Istilah merger klub di Indonesia memang bukanlah hal baru. Begitu pula dalam pembelian klub ataupun pengambil-alihan klub. Karena klub yang berlaga di kompetisi, apapun levelnya, pasti sudah memiliki lisensi. Status itulah yang kemudian membuat klub selevel Liga 3 pun masih dapat memiliki 'harga' di mata para pemilik dana atau saham besar di dunia perbisnisan yang kemudian merambah ke industri sepakbola.
Ya, sepakbola sudah bukan lagi hanya sekadar olahraga, namun juga dapat menjadi industri. Karena, di sana sudah ada istilah produksi (pemain dan segala macam hal yang berkaitan dengan sebuah klub) dan konsumsi (keterlibatan suporter atau fans dari setiap klub terhadap klub dan kompetisi).
Dari sinilah, kita bisa melihat Pelita Jaya, kemudian Pelita Bandung Raya (PBR) yang keduanya pernah bersaing sengit di kompetisi tertinggi Indonesia dengan materi pemain yang bisa disebut kuat saat itu.
Meski kemudian mereka tak lagi mampu berbuat banyak, dengan berbagai faktor. Namun, contoh-contoh nasib klub ini, rupanya tak membuat orang-orang berduit dan memiliki pengaruh besar terhadap sepakbola Indonesia gentar untuk mendirikan atau membuat klub baru---dan uniknya langsung berlaga di kompetisi tertinggi.
Lisensi dan kondusivitas keuangan tim memang biasanya dapat menjadi pemulus untuk berlaga di kompetisi tertinggi. Karena, hal ini juga terjadi di sepakbola manca negara.
Ambil contoh, AC Parma di Italia yang seringkali naik-turun karena faktor keuangan tim yang tak stabil. Ketika tim tersebut tidak dapat mengamankan keuangannya, maka, degradasi dan berlaga di kasta terendah (menjadi amatir) bukan hal yang mustahil. Walaupun, mereka sebenarnya memiliki nama besar. Inilah yang kemudian membedakan sepakbola manca dengan Indonesia.

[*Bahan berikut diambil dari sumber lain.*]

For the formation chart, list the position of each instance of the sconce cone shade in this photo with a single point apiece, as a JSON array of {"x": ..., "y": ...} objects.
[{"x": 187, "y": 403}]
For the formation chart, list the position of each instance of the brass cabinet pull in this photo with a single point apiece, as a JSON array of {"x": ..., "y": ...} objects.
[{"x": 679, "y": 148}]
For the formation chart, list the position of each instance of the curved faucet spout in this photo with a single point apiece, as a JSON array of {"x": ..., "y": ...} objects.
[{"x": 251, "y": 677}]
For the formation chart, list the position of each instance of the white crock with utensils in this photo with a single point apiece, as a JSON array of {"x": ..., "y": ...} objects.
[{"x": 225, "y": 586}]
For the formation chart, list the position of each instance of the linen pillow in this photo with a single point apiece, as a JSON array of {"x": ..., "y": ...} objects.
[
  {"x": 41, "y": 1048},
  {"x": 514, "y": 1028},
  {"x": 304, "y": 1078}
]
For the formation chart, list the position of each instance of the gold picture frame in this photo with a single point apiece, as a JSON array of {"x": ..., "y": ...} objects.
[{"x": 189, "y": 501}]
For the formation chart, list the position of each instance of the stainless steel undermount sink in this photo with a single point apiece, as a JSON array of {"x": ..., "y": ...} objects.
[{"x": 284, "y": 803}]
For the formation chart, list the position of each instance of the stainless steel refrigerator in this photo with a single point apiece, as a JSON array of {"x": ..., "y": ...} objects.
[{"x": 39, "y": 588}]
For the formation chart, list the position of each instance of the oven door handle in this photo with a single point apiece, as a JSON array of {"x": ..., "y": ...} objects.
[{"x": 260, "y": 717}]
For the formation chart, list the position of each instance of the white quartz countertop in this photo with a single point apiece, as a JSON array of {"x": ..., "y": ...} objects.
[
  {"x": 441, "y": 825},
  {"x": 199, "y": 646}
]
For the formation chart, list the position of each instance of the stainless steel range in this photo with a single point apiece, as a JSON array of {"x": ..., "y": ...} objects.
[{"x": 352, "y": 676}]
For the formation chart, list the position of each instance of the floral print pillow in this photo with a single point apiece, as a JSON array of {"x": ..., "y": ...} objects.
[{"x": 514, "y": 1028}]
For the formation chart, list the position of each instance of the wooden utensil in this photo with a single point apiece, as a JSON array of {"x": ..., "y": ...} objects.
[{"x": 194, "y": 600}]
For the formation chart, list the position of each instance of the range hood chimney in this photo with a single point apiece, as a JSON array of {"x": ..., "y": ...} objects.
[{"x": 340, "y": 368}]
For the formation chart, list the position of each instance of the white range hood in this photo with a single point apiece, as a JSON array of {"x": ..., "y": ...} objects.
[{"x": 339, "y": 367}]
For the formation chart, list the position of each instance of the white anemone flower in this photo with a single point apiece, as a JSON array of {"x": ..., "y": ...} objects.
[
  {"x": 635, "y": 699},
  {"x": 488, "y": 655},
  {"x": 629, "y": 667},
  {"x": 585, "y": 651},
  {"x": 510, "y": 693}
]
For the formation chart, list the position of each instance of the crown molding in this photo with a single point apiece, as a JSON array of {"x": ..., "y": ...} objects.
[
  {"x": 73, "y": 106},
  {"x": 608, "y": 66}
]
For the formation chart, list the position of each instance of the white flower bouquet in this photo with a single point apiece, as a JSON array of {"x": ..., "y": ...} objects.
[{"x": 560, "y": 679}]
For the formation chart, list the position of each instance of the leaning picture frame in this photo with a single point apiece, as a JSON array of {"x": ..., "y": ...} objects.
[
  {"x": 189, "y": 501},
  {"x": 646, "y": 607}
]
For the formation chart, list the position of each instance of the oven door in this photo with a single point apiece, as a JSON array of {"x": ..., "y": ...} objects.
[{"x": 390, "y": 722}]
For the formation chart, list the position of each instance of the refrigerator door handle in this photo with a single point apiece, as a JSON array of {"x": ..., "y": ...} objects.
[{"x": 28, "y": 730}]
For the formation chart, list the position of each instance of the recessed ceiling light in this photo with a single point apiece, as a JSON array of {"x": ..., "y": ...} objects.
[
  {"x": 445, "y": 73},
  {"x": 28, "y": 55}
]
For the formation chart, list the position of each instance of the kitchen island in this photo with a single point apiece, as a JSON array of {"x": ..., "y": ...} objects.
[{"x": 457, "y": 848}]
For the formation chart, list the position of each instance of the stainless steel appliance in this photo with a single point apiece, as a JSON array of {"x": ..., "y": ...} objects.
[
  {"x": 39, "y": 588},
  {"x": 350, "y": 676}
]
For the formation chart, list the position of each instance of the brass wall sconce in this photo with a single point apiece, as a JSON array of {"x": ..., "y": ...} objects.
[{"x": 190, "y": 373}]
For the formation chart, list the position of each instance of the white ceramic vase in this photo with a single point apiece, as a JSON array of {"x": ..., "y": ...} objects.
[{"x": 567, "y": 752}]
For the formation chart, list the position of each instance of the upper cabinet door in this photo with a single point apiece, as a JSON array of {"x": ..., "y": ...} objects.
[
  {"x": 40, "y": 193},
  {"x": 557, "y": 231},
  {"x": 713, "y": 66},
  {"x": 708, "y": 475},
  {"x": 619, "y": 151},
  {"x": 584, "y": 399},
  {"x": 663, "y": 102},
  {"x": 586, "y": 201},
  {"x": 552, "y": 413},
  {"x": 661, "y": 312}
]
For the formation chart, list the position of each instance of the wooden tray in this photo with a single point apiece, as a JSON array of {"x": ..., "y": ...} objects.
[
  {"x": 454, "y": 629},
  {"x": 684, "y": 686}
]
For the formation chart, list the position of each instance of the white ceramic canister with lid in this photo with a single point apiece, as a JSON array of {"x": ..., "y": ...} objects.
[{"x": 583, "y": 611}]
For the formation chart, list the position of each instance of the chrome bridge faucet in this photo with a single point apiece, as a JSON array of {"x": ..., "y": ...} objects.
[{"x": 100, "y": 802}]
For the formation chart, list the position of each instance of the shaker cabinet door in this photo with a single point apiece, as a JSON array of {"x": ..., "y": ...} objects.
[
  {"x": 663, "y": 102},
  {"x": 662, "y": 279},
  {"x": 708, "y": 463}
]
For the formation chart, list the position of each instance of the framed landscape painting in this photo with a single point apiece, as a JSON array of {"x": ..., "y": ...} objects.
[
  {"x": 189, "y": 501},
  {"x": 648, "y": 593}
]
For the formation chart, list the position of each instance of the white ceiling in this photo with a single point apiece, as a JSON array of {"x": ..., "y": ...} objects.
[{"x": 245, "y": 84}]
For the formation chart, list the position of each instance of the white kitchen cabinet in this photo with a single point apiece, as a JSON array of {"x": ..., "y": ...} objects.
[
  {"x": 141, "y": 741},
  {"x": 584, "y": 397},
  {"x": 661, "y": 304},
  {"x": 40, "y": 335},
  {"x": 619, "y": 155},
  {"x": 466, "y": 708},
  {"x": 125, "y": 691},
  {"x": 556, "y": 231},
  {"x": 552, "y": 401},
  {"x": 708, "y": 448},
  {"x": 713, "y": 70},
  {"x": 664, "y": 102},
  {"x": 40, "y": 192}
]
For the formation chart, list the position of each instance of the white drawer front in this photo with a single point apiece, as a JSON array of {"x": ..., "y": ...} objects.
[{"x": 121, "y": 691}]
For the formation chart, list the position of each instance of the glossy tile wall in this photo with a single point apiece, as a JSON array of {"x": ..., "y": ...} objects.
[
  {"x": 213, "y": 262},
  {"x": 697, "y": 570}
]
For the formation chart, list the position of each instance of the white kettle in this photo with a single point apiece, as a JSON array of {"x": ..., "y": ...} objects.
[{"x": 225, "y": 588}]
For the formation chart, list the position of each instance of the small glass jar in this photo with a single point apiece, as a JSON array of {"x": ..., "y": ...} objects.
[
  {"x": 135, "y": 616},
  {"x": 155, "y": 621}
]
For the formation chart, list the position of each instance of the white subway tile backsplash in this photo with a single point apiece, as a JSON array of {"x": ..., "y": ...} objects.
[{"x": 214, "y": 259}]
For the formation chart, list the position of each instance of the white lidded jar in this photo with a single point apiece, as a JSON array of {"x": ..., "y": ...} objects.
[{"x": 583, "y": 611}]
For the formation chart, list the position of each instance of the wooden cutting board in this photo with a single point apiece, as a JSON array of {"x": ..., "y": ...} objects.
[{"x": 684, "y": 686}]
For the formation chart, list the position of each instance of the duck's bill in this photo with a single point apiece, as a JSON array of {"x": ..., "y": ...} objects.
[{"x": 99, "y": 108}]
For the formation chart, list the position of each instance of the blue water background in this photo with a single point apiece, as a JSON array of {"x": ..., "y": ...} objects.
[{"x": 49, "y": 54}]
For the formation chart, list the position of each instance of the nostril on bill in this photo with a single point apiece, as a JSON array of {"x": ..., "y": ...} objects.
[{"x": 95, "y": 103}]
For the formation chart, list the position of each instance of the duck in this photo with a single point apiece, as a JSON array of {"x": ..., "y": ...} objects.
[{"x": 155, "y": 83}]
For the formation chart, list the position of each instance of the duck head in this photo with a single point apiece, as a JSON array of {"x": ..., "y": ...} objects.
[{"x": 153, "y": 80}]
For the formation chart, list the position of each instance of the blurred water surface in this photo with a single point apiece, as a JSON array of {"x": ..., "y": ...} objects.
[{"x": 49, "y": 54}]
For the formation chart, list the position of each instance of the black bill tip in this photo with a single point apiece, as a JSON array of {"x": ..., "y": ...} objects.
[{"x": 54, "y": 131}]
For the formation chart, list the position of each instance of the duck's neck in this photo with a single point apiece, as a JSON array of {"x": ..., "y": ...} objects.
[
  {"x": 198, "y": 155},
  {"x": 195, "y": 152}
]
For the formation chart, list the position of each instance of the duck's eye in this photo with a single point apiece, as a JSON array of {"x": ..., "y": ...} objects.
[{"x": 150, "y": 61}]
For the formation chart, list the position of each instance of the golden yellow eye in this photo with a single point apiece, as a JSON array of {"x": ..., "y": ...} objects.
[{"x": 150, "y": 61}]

Regulasi yang seringkali dapat 'dibobol' dengan keseganan atas nama orang-orang tertentu, pada akhirnya klub-klub yang masih hijau bisa langsung berkompetisi di level tinggi karena mampu menebus lisensi klub yang sedang pailit, dan mampu menunjukkan kekuatan finansialnya dengan keberadaan pemain-pemain top.
AC Parma bisa menjadi contoh bagi klub-klub di Indonesia, bahwa sepakbola itu adalah kehidupan. Artinya, ada proses, dan proses itu harus dilalui secara bertahap. AC Parma bisa kembali berkompetisi di Serie A juga karena berangkat dari status promosi dari Serie B.
Jika mengingat proses ini, kita bisa melihat adanya klub Indonesia yang melakukannya juga. Yaitu Persebaya. Mereka berlaga di kompetisi di bawah Liga 1 yang kemudian mampu promosi (2018) dan kini, mereka (dengan skuatnya saat ini) bisa menjadi salah satu kandidat kuat untuk juara Liga 1 2019.
PROSES. Sejarah dan manajemen memang vital bagi klub sepakbola. Namun, kemauan untuk menjalani proses, itulah yang terbaik dan terindah dari sepakbola. Mungkin masih ada beberapa klub Indonesia seperti Persebaya.